Je n’ai pas encore pu voir votre aimable ambassadeur vénitien. Il est malade à Genève, et moi à Ferney. Des pluies horribles inondent la campagne, et interdisent tout voyage. J’envoie savoir tous les jours de ses nouvelles.

Vous ne m’aviez pas dit que vous feriez bientôt un tour à Villars. M. le duc de Praslin a sans doute le plus beau palais qui soit autour de Paris, et dans la plus vilaine situation. On dit que tout est horriblement dégradé.

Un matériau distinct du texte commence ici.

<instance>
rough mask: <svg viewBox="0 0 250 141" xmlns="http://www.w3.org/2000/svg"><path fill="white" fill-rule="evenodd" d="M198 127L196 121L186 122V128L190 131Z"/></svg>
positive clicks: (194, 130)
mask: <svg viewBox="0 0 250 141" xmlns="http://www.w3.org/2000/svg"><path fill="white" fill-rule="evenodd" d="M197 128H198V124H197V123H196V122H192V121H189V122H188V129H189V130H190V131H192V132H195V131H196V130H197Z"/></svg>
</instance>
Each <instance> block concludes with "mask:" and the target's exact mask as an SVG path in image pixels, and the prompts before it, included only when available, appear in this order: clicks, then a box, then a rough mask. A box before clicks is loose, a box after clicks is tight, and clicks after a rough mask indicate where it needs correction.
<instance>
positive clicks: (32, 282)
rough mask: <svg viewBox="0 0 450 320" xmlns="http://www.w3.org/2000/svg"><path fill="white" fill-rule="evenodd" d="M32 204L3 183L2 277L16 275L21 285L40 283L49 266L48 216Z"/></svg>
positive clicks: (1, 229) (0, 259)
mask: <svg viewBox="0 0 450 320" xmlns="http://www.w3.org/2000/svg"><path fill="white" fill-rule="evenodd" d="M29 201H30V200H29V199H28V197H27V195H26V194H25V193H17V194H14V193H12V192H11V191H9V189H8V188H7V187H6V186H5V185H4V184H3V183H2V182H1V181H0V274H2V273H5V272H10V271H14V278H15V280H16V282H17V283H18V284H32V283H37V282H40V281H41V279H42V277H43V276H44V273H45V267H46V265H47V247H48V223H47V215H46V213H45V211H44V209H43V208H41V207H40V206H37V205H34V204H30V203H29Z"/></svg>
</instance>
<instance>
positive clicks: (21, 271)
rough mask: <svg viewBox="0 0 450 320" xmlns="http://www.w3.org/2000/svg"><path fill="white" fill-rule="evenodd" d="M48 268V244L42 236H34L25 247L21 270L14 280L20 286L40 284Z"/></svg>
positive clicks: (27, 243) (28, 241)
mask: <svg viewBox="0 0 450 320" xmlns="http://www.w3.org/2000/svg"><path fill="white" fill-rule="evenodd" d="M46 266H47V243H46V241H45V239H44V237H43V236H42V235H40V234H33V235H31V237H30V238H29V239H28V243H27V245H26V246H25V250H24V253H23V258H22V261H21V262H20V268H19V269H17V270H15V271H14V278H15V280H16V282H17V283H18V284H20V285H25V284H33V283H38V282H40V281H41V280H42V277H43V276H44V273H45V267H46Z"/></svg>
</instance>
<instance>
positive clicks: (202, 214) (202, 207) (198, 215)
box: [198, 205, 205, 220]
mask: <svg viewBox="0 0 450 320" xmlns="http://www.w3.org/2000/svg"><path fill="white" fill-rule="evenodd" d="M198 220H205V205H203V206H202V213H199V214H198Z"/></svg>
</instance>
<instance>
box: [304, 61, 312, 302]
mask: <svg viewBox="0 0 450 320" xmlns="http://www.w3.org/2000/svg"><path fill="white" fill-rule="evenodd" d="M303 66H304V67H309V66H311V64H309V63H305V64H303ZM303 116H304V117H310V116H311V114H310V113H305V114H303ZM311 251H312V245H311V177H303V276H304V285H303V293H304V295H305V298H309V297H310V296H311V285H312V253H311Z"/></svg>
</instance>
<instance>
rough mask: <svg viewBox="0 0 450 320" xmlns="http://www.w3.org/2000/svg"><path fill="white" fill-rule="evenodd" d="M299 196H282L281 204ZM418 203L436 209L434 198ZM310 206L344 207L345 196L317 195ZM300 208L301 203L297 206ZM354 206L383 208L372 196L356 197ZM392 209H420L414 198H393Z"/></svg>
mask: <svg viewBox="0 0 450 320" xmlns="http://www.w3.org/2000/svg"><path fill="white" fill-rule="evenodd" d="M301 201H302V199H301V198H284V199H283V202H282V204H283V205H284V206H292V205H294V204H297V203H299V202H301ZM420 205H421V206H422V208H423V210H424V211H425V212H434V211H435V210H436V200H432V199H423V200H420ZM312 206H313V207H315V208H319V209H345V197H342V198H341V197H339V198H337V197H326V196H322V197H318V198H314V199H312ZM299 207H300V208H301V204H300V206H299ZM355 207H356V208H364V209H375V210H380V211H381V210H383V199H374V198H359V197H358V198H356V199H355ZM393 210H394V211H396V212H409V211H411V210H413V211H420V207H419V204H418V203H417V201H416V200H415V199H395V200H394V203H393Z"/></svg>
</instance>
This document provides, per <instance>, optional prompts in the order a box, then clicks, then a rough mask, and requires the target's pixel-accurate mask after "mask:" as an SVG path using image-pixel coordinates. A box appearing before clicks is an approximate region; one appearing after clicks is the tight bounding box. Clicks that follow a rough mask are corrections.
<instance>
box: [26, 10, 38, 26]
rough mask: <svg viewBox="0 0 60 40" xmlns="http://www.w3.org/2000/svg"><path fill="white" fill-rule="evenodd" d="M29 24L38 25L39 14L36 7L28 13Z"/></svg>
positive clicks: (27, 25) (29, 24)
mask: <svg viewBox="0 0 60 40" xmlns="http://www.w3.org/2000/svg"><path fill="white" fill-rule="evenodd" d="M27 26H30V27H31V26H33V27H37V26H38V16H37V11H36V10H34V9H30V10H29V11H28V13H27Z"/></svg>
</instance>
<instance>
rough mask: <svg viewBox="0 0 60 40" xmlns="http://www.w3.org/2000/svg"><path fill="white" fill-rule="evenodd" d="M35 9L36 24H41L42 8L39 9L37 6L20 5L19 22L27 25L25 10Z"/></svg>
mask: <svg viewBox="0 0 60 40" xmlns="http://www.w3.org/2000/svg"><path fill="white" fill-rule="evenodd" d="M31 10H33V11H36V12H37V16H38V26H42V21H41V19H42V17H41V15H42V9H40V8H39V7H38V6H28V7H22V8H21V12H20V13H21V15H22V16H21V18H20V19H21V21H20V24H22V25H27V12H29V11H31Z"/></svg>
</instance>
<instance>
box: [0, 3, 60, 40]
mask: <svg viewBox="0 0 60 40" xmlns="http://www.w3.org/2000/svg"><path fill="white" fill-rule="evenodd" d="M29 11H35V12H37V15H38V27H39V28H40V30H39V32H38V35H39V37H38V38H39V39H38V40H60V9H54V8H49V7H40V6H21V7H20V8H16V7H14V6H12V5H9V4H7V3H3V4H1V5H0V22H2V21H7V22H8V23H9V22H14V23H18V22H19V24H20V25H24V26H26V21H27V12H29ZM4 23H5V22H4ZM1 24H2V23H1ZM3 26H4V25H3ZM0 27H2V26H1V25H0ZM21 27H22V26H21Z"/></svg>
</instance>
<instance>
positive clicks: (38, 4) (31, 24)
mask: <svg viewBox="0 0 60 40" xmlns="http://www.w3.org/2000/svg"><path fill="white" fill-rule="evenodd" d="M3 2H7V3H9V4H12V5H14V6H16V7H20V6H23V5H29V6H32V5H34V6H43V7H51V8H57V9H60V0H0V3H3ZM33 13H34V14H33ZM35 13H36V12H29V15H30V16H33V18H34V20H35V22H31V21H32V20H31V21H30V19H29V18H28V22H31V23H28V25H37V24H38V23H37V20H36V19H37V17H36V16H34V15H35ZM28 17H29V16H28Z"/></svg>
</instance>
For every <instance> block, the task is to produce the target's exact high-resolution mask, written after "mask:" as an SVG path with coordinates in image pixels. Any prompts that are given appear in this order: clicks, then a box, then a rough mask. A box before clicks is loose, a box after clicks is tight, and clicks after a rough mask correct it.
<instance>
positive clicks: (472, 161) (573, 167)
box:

Je compte bien sur ses bontés pour nos pauvres dîmes. Gare la Saint-Martin ! Respect et tendresse.

J’oubliais de vous dire que ce pauvre ex-jésuite a été très fâché qu’on ait intitulé son drame le Partage du Monde[1]. C’est un titre de charlatan.

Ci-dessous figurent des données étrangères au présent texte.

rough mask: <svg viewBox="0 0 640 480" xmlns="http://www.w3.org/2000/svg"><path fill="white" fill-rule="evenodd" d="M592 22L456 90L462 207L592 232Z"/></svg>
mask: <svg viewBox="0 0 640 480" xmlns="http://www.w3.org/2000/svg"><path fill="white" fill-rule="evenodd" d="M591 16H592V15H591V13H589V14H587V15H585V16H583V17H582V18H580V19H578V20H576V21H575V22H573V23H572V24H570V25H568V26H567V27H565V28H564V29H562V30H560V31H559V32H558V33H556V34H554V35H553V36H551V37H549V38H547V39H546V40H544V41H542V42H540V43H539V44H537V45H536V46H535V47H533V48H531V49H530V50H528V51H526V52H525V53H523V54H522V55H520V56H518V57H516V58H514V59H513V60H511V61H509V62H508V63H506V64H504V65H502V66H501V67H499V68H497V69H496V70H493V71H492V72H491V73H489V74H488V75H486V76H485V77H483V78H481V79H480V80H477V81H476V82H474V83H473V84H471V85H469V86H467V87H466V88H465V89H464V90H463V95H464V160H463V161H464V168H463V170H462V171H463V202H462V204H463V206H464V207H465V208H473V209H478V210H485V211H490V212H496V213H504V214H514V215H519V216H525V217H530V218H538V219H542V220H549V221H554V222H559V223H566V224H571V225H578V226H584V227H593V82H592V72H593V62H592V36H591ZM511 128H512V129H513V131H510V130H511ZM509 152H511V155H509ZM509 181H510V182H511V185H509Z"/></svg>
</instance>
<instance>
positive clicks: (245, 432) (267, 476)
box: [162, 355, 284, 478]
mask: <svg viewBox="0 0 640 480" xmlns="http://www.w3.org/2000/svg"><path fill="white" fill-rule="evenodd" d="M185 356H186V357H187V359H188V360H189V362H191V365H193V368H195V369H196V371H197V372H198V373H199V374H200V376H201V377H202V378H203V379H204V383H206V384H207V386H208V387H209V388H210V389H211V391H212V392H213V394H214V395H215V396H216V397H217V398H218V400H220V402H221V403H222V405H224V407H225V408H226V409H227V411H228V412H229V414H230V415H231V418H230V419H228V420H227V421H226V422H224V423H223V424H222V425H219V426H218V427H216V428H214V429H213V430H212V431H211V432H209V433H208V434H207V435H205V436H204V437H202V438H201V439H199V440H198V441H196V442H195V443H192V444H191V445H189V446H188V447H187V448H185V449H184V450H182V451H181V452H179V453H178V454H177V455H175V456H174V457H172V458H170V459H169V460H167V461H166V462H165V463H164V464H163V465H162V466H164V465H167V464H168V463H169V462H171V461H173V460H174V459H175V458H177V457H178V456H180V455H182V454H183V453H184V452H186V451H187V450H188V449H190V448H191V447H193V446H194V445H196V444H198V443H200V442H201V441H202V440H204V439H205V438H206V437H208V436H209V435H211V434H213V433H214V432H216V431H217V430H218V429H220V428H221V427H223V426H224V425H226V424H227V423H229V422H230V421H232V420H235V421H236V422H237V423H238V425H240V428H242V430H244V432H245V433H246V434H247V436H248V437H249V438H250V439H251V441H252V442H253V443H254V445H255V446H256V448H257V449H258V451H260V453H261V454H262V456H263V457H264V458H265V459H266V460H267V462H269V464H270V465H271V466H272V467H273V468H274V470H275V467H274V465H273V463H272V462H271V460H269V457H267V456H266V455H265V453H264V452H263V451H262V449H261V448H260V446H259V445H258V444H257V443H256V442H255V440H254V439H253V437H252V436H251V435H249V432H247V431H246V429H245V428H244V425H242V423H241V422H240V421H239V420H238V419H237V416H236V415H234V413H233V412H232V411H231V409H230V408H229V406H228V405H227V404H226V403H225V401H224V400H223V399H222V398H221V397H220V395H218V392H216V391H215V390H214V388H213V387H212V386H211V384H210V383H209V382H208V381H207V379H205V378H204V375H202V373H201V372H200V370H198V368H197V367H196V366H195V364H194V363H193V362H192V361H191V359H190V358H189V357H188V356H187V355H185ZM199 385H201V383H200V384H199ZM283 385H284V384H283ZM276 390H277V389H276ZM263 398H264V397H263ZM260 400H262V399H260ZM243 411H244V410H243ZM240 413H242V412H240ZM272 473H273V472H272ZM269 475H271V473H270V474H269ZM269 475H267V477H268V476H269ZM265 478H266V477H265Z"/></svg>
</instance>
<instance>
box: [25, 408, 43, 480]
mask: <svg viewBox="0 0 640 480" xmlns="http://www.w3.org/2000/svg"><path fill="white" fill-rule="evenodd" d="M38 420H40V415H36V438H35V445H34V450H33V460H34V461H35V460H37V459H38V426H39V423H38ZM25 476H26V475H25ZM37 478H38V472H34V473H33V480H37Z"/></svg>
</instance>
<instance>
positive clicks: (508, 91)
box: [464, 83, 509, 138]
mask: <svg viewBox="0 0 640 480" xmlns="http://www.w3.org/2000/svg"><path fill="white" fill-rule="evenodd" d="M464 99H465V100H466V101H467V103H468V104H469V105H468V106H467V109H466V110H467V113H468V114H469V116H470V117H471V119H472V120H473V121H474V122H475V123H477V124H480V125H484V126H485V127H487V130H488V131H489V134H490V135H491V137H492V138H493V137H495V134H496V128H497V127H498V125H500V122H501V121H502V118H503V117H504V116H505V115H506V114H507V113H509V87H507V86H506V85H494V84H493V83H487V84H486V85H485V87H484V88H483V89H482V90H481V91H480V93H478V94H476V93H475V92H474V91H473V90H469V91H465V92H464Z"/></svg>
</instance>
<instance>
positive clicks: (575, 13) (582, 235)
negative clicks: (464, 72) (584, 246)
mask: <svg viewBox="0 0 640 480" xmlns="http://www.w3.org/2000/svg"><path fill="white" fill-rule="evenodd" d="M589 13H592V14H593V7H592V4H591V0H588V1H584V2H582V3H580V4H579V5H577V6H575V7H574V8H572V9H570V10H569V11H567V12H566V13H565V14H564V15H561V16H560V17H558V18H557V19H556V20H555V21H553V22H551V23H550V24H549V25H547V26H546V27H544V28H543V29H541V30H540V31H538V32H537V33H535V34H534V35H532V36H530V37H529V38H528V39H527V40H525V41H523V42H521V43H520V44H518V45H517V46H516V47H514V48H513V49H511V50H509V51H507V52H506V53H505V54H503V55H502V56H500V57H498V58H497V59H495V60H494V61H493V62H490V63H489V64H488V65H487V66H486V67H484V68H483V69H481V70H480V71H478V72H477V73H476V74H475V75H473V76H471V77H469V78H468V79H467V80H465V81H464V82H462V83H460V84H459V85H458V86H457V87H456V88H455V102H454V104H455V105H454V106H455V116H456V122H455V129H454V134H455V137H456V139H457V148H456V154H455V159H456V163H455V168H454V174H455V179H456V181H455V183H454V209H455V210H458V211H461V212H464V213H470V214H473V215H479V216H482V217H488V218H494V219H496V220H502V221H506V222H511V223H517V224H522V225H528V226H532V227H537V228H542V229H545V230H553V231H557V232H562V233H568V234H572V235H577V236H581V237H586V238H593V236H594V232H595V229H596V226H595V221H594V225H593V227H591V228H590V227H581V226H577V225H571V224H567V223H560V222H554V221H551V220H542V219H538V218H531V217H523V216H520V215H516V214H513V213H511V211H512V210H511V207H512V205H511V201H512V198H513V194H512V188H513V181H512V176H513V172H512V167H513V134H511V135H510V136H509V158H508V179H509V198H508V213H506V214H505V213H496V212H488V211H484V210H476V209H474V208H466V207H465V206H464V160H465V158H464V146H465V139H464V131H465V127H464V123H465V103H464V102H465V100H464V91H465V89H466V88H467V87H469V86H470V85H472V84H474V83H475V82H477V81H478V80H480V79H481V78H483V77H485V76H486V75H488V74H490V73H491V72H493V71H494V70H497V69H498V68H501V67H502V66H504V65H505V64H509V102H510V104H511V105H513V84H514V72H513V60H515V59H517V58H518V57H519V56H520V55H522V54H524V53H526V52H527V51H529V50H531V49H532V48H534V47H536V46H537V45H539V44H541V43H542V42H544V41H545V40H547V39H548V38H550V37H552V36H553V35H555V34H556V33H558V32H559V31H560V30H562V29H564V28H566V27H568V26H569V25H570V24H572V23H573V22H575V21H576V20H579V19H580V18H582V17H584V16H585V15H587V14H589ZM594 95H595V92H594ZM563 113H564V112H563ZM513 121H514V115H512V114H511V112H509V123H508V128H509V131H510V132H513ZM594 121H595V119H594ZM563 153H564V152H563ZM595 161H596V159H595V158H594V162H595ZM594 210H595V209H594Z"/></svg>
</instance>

5745. — À M.  LE COMTE D’ARGENTAL.
22 auguste.

Vous avez probablement, divins anges, reçu le gros paquet adressé à M. le duc de Praslin. Vous devez être las des fatras de mon ex-jésuite. Il n’y a que vos excessives bontés, soutenues de l’amour du tripot, qui puissent combattre le dégoût que doit vous donner cette œuvre tant rapetassée. Pour moi, je n’en suis plus juge, et, à force de regarder, je ne vois plus rien. Monsieur l’ambassadeur persiste toujours dans son goût pour les roués ; mais il est, comme moi, chez des Allobroges ; et il se peut que dans la disette du bon il trouve le mauvais passable. On me mande que la pauvre Comédie française est déserte, et qu’il faut que vous vous en teniez dorénavant à l’Opéra-Comique. Vous êtes en tous sens dans le temps de la décadence. Continuez, ô Welches ! Je viens de lire deux nouveaux tomes de l’Histoire de France[2]. Maimbourg, Daniel, sont des Tite-Live en comparaison de cette rapsodie ampoulée. Tout est du même genre. Je ne veux plus rien écrire du tout, de peur que la maladie ne me gagne.

  1. Voyez la lettre 5716.
  2. Villaret publia, en 1764, les tomes XII et XIV de l’Histoire de France commencée par Velly, et sur lesquels Voltaire envoya un article à la Gazette littéraire ; voyez tome XXV, page 209.